A person may need breathing assistance, such as continuous positive airway pressure (CPAP) if carbon dioxide levels in the blood are very high. Doctors will also monitor heart rhythms and blood pressure carefully.
A person who recovers from myxedema will need to continue to take medication, probably for the rest of their life.
A doctor will make a diagnosis after seeing if a person’s symptoms are consistent with severe hypothyroidism. They may also perform a blood test to be sure.

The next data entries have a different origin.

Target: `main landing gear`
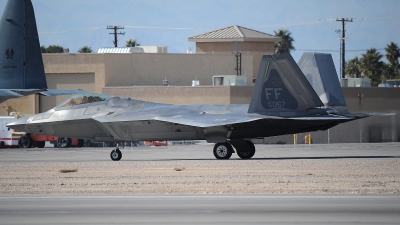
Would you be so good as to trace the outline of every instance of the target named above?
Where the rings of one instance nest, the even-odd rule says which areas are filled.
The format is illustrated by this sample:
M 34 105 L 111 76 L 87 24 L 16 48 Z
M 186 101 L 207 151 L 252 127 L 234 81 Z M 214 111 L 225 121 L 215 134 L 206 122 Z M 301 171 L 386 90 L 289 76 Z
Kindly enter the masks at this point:
M 214 145 L 214 156 L 217 159 L 229 159 L 235 151 L 242 159 L 251 159 L 256 153 L 256 148 L 253 142 L 248 140 L 230 140 L 229 142 L 216 143 Z
M 122 152 L 119 150 L 119 144 L 117 144 L 114 150 L 111 151 L 110 157 L 113 161 L 119 161 L 122 158 Z

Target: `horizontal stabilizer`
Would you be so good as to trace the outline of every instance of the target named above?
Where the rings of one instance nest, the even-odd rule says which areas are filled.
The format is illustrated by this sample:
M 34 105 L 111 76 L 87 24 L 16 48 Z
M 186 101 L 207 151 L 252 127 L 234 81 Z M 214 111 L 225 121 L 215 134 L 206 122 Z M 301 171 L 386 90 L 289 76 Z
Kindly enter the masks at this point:
M 323 105 L 290 54 L 262 57 L 249 113 L 301 116 Z

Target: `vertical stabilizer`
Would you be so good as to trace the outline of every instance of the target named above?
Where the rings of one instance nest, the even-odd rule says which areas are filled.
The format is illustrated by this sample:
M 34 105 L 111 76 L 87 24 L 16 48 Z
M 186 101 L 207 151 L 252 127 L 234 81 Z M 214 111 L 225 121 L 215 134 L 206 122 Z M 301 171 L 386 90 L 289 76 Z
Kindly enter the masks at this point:
M 0 89 L 47 89 L 31 0 L 8 0 L 1 17 Z
M 348 112 L 331 54 L 305 52 L 299 67 L 327 108 Z
M 300 116 L 323 106 L 290 54 L 264 55 L 249 113 Z

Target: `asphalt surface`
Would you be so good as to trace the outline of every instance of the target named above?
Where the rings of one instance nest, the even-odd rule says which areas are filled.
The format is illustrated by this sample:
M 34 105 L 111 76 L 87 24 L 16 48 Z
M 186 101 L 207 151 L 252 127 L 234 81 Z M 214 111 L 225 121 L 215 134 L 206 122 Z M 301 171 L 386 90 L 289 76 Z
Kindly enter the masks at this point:
M 0 162 L 85 162 L 109 161 L 113 147 L 105 148 L 32 148 L 0 149 Z M 177 145 L 167 147 L 121 148 L 121 161 L 216 160 L 213 145 Z M 400 143 L 346 143 L 313 145 L 256 144 L 253 159 L 346 159 L 400 158 Z M 230 160 L 241 160 L 232 154 Z
M 122 161 L 216 160 L 212 145 L 122 149 Z M 256 145 L 258 160 L 400 157 L 400 143 Z M 0 149 L 0 163 L 110 161 L 112 148 Z M 241 160 L 233 155 L 231 160 Z M 0 171 L 4 172 L 4 171 Z M 1 196 L 0 224 L 400 224 L 400 195 Z
M 0 224 L 399 224 L 400 196 L 0 197 Z

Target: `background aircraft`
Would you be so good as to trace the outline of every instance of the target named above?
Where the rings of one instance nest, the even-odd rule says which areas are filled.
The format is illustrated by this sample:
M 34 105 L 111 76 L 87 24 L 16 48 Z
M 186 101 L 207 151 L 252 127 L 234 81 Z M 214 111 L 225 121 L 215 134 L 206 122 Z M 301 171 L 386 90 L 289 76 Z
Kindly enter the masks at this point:
M 322 59 L 333 64 L 331 57 Z M 347 112 L 343 94 L 333 96 L 341 92 L 336 72 L 325 77 L 308 75 L 322 80 L 322 85 L 333 86 L 321 88 L 320 96 L 330 96 L 324 99 L 325 104 L 290 54 L 265 55 L 250 104 L 169 105 L 80 94 L 7 126 L 28 133 L 96 141 L 206 140 L 216 143 L 213 153 L 217 159 L 229 159 L 234 148 L 239 157 L 249 159 L 255 154 L 252 138 L 326 130 L 369 116 Z M 335 79 L 330 77 L 335 75 Z M 337 101 L 344 103 L 337 105 L 340 110 L 334 109 Z M 110 156 L 112 160 L 121 159 L 118 146 Z
M 42 53 L 31 0 L 9 0 L 0 20 L 0 103 L 31 94 L 82 93 L 47 90 Z

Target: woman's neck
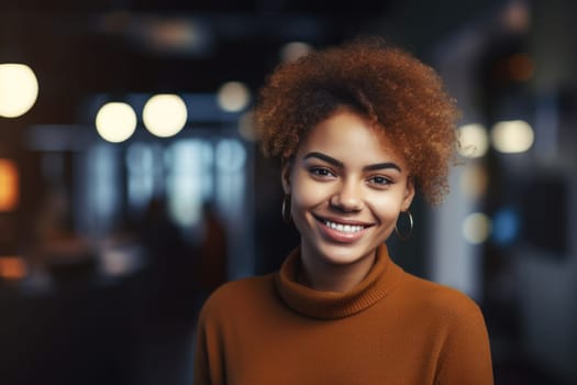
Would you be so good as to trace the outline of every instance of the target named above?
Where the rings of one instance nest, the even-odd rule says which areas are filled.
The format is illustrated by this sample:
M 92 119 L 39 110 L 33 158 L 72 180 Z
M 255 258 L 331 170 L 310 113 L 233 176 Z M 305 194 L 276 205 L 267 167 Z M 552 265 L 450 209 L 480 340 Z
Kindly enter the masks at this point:
M 333 264 L 311 257 L 310 251 L 301 249 L 301 266 L 296 280 L 320 292 L 345 293 L 358 285 L 375 264 L 376 250 L 349 264 Z

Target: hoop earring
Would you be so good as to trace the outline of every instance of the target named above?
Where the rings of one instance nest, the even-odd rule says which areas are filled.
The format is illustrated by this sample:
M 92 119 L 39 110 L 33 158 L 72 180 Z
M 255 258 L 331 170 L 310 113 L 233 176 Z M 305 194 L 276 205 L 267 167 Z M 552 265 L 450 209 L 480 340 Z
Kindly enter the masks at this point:
M 282 220 L 285 223 L 290 223 L 292 216 L 290 215 L 290 194 L 285 194 L 282 198 Z
M 399 219 L 397 219 L 397 223 L 395 223 L 395 232 L 397 233 L 397 237 L 399 237 L 399 239 L 401 241 L 407 241 L 409 238 L 411 238 L 411 234 L 413 233 L 413 216 L 411 215 L 411 211 L 407 210 L 407 211 L 401 211 L 401 213 L 406 213 L 407 215 L 407 218 L 409 219 L 409 233 L 407 234 L 401 234 L 400 231 L 399 231 L 399 228 L 397 227 L 398 226 L 398 222 L 399 222 Z M 400 215 L 399 215 L 399 218 L 400 218 Z

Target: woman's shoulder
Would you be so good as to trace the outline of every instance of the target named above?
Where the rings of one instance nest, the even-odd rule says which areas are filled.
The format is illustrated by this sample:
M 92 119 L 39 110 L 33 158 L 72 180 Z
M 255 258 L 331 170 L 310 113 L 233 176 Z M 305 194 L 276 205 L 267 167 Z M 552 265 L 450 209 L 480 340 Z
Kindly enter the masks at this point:
M 443 318 L 479 318 L 479 305 L 466 293 L 411 274 L 404 279 L 404 294 L 422 310 Z

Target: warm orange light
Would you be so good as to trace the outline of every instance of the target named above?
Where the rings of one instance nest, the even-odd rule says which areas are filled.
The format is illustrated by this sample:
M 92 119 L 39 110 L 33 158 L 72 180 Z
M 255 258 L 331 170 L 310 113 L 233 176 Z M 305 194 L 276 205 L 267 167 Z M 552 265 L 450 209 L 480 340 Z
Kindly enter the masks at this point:
M 0 278 L 22 279 L 26 276 L 26 265 L 20 256 L 0 256 Z
M 13 161 L 0 158 L 0 211 L 12 211 L 19 202 L 19 175 Z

A person with a high level of thyroid-stimulating hormone (TSH) may have hypothyroidism, as the body may produce extra TSH to make up for the underactive thyroid. As a result, a doctor may measure how much TSH a person’s pituitary gland produces.
A thyroxine or T4 test can also be taken to measure a person’s T4 level. Low levels of T4 are a good indicator of hypothyroidism, especially if combined with high levels of TSH.
If a doctor believes that a person has hypothyroidism, they will perform more tests to measure thyroid function and to find an underlying cause.
If a doctor suspects myxedema coma, they will recommend that treatment begins immediately. The sooner a person is treated, the more likely they are to recover.
Complications of myxedema include:
- heart attack
- heart failure
- kidney problems
- cardiac arrhythmias
- decreased drug metabolism, leading to overdosing of medications
- pregnancy complications, such as preeclampsia, miscarriage, and stillbirth
Myxedema coma is a rare but severe complication of myxedema. It is a life-threatening complication with a mortality rate of 25–60 percent and tends to affect older adults.
Symptoms of myxedema coma include a severe drop in body temperature, reduced breathing, and central nervous system failure, alongside other symptoms of hypothyroidism.
The sooner a person with advanced hypothyroidism receives treatment, the less likely they are to develop dangerous complications. Even with treatment, the mortality rate for a person with myxedema coma is relatively high.
A person has a much higher chance of recovery if myxedema is recognized and treated early with thyroid replacement therapy and supportive care.
Lifelong treatment to manage hypothyroidism is necessary, but if the condition is well-controlled, it will not affect the person’s life expectancy.